The question has been posed in a BBC programme to be broadcast tonight.

Makers of Inside Out spoke to a witness who contacted police claiming he saw Lord Lucan being murdered at Grants Hill House, Uckfield, soon after he allegedly killed his family's nanny in Belgravia, London, in 1974.

Lucan was seeking refuge at the house, where his friends Ian and Susan Maxwell-Scott lived.

Although the calls were investigated by detectives, it was decided no action would be taken.

Sussex Police today declined to comment on the programme. A spokesman said: "The Belgravia murder is a Metropolitan Police investigation but we will co-operate fully with any inquiry if we are asked."

There have been numerous accounts of sightings of Lucan from around the world since his disappearance more than 30 years ago.

One former Sussex chief superintendent is convinced he saw Lucan in Perth, Australia.

On one occasion police thought a skeleton found on clifftops at Newhaven may be Lucan - until a pathologist said the remains were those of a woman.

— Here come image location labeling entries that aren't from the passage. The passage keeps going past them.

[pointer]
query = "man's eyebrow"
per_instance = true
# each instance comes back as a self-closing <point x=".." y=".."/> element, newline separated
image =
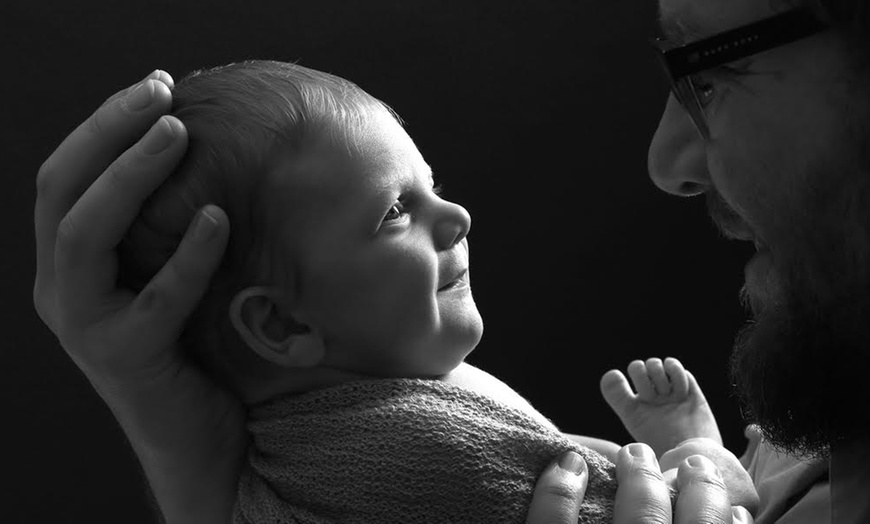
<point x="680" y="28"/>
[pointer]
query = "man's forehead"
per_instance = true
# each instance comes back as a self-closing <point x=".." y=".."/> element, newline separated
<point x="684" y="21"/>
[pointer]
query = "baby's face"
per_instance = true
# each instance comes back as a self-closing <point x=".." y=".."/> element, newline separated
<point x="380" y="260"/>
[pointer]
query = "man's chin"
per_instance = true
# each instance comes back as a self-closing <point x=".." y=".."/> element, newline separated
<point x="797" y="369"/>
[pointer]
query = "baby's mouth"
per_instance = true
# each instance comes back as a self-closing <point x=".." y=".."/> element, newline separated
<point x="459" y="281"/>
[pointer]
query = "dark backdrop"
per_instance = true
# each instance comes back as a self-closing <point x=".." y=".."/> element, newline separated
<point x="536" y="116"/>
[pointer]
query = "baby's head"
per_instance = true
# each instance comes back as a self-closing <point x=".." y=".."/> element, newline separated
<point x="342" y="262"/>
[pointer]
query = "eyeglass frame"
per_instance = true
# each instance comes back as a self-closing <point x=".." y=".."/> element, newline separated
<point x="682" y="61"/>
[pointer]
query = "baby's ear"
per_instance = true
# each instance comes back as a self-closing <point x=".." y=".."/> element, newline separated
<point x="266" y="327"/>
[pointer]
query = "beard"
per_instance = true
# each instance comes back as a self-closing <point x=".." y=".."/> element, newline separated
<point x="801" y="363"/>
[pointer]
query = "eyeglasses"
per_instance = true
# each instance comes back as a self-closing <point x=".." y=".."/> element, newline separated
<point x="682" y="62"/>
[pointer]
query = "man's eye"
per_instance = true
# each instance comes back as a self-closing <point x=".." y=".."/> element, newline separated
<point x="705" y="91"/>
<point x="395" y="212"/>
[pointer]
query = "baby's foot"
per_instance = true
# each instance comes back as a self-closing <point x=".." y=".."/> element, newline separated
<point x="668" y="408"/>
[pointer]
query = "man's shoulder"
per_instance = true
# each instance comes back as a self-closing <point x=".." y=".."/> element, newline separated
<point x="850" y="482"/>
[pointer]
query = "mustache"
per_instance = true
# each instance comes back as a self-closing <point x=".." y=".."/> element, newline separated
<point x="725" y="218"/>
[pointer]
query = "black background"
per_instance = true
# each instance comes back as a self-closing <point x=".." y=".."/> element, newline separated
<point x="535" y="115"/>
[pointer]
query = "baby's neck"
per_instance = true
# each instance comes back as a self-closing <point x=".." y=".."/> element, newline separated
<point x="465" y="376"/>
<point x="294" y="382"/>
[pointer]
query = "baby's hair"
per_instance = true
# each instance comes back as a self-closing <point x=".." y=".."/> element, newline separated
<point x="242" y="119"/>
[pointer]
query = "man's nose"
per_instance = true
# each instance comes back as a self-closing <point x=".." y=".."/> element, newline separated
<point x="677" y="159"/>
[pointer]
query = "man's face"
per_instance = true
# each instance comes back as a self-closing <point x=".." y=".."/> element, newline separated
<point x="380" y="260"/>
<point x="784" y="167"/>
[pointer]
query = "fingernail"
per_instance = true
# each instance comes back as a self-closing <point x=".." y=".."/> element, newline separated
<point x="740" y="514"/>
<point x="696" y="462"/>
<point x="572" y="462"/>
<point x="141" y="96"/>
<point x="640" y="451"/>
<point x="158" y="138"/>
<point x="204" y="227"/>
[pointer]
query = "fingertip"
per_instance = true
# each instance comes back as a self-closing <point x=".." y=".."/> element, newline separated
<point x="573" y="463"/>
<point x="698" y="468"/>
<point x="163" y="76"/>
<point x="741" y="515"/>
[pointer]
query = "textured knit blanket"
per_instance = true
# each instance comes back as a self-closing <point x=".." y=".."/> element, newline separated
<point x="403" y="451"/>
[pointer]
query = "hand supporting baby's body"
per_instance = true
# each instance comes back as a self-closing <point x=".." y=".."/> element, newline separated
<point x="669" y="412"/>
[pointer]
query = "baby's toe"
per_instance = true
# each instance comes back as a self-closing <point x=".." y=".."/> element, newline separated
<point x="678" y="377"/>
<point x="617" y="392"/>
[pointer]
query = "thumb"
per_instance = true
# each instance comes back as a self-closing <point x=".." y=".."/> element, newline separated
<point x="559" y="491"/>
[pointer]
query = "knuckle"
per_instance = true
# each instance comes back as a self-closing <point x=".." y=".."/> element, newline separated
<point x="44" y="177"/>
<point x="95" y="124"/>
<point x="69" y="242"/>
<point x="41" y="305"/>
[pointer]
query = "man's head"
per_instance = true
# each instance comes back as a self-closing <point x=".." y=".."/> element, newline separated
<point x="785" y="164"/>
<point x="343" y="260"/>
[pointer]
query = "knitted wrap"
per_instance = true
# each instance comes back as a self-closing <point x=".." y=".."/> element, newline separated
<point x="403" y="451"/>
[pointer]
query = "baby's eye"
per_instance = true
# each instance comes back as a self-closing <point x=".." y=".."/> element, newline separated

The most popular theory was that Lucan escaped to France on board a ferry from Newhaven.

But former Detective Constable Dave Wilkinson, on port duty that night, tells Inside Out that only three people boarded the ferry, none of them Lord Lucan.

Programme makers have spoken to retired Sussex police officers about the new claim.

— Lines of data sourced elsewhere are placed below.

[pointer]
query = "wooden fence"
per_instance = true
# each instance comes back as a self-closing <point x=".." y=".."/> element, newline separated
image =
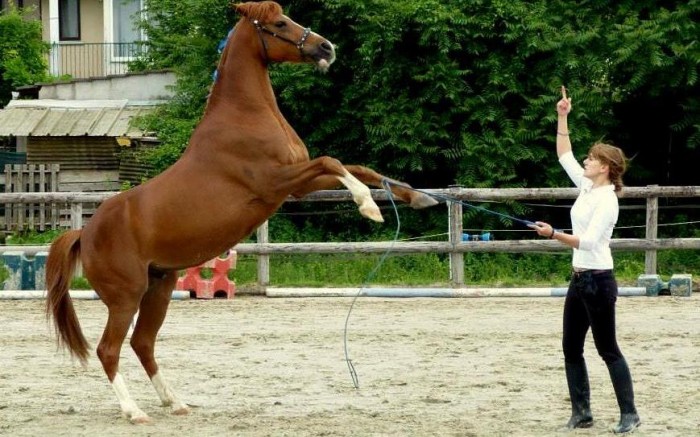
<point x="47" y="178"/>
<point x="453" y="246"/>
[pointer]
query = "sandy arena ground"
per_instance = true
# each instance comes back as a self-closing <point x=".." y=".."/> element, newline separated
<point x="255" y="366"/>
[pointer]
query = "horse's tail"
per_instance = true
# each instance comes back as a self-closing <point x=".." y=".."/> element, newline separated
<point x="60" y="265"/>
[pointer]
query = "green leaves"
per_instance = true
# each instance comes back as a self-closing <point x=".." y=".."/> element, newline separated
<point x="22" y="52"/>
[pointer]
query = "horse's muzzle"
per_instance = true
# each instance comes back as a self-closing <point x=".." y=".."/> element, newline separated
<point x="324" y="55"/>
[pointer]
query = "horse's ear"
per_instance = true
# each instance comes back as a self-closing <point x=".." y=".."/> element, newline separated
<point x="258" y="10"/>
<point x="243" y="8"/>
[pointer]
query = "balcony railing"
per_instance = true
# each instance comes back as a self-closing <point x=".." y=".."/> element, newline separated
<point x="85" y="60"/>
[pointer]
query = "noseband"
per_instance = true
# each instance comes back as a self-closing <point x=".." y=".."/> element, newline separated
<point x="298" y="44"/>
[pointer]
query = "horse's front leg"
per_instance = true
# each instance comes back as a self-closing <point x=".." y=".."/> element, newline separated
<point x="401" y="190"/>
<point x="326" y="172"/>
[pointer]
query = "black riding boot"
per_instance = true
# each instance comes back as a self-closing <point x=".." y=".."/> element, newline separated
<point x="622" y="383"/>
<point x="580" y="394"/>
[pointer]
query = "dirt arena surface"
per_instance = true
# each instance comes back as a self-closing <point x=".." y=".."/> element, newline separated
<point x="256" y="366"/>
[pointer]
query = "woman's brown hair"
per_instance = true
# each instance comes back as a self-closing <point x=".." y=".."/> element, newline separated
<point x="614" y="158"/>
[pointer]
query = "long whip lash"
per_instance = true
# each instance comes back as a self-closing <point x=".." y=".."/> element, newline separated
<point x="351" y="367"/>
<point x="386" y="184"/>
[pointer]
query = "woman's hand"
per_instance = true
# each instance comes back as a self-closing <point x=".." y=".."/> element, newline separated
<point x="543" y="229"/>
<point x="564" y="105"/>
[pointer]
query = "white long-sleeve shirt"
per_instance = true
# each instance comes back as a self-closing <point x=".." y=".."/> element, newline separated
<point x="593" y="218"/>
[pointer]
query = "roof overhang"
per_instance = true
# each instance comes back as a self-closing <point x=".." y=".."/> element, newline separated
<point x="96" y="118"/>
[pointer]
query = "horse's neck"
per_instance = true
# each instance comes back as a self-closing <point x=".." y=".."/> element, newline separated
<point x="243" y="80"/>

Suspected of murdering the family nanny and then attempting to bludgeon his own wife to death, 39-year-old Lucan, a professional gambler and member of the aristocracy, fled Belgravia a wanted man.

Inside Out says that in May 1998, Sussex Police received several anonymous phone calls. All were from the same man and in each call he reported the same story.

He said he was in the grounds of Grants Hill House on the night of November 7 1974, when he witnessed three men walk from the house to the bottom of the grounds.

He said he heard two gun shots and moments later heard the sound of a splash. Two men, not three, returned to the house.

Former PC Roy Blackmore, one of the two Sussex police officers who visited Grants Hill House the evening after Lucan disappeared, said he and several colleagues saw Lucan's Ford Corsair being driven past Uckfield police station on the way to Newhaven six hours after Lucan was reported to have left Uckfield.

If true, says Inside Out, the evidence supports the theory that someone else dumped Lucan's car in Newhaven to leave the impression he had fled to France.

Forensic archaeologist Lucy Sideburn, a specialist in the recovery of human remains, has examined the site at Grants Hill for Inside Out and reveals her findings on the programme tonight.